One day, a blind man discovered a screw painting by Andrew Myers with his hands. The blind man found as much enjoyment out of the tactile elements of the work as any sighted person ever has by just looking at them. Andrew considers this moment as one of the most inspiring of his career. This led us to a question: Why is touching artwork so taboo?
Prior to the mid-1800s, tactile interaction was commonplace for visitors experiencing collections of art, but as museums of art evolved, rules forbidding touch became the norm. In some cases, these were to protect artwork that truly was not meant to be touched, but in large part these norms had nothing do with preservation and everything to do with nineteenth century politics of gender, race and class control.
In light of all this, Cantor Fine Art decided to create a documentary that elevates the level of tactile arts, and gives back to the visually impaired community. It was at that point that they met George Wurtzel.
George is a blind artisan and teacher working at Enchanted Hills Camp in Napa Ca. This is a 300 acre camp nestled in the red wood forest above Napa Valley. Enchanted Hills is a summer camp for the visually impaired. Here George teaches blind folks, through example, how to use all the equipment necessary to become blind artisans.

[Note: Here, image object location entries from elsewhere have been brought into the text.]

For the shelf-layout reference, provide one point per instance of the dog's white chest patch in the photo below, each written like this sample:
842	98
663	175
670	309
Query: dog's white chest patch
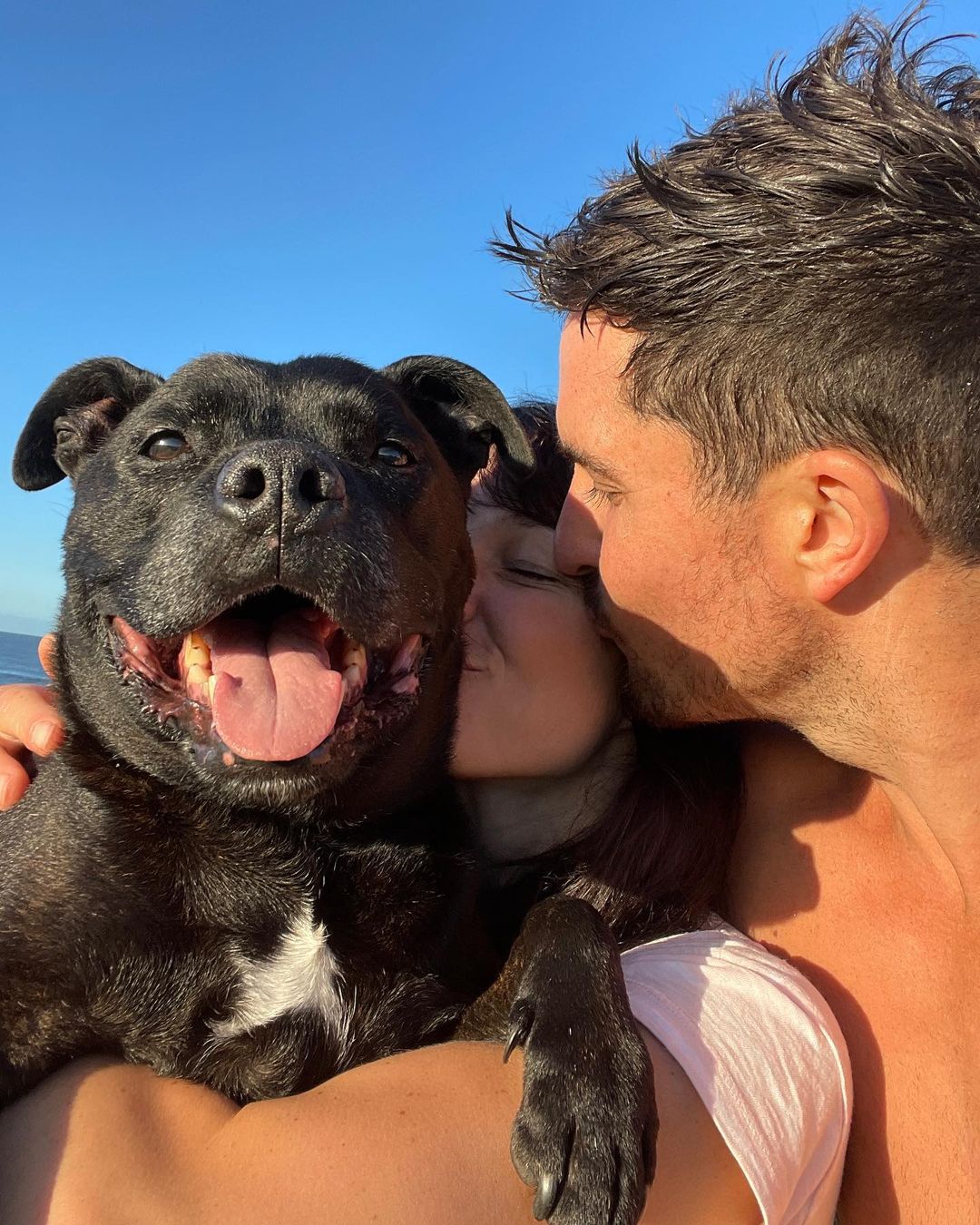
301	975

Currently, George is converting an old grape crushing barn into a Tactile Art Center. The top floor of the building is his 1900 sq. ft. wood working shop. The bottom floor will be his Tactile Art gallery space where blind people can feel and sell their artwork.
‘Cantor Fine Art‘ fell in love with George and his mission and wanted to support his new tactile art gallery. So they worked with Andrew Myers to surprise George with a tactile portrait of himself. The first portrait he will be able to feel and recognize.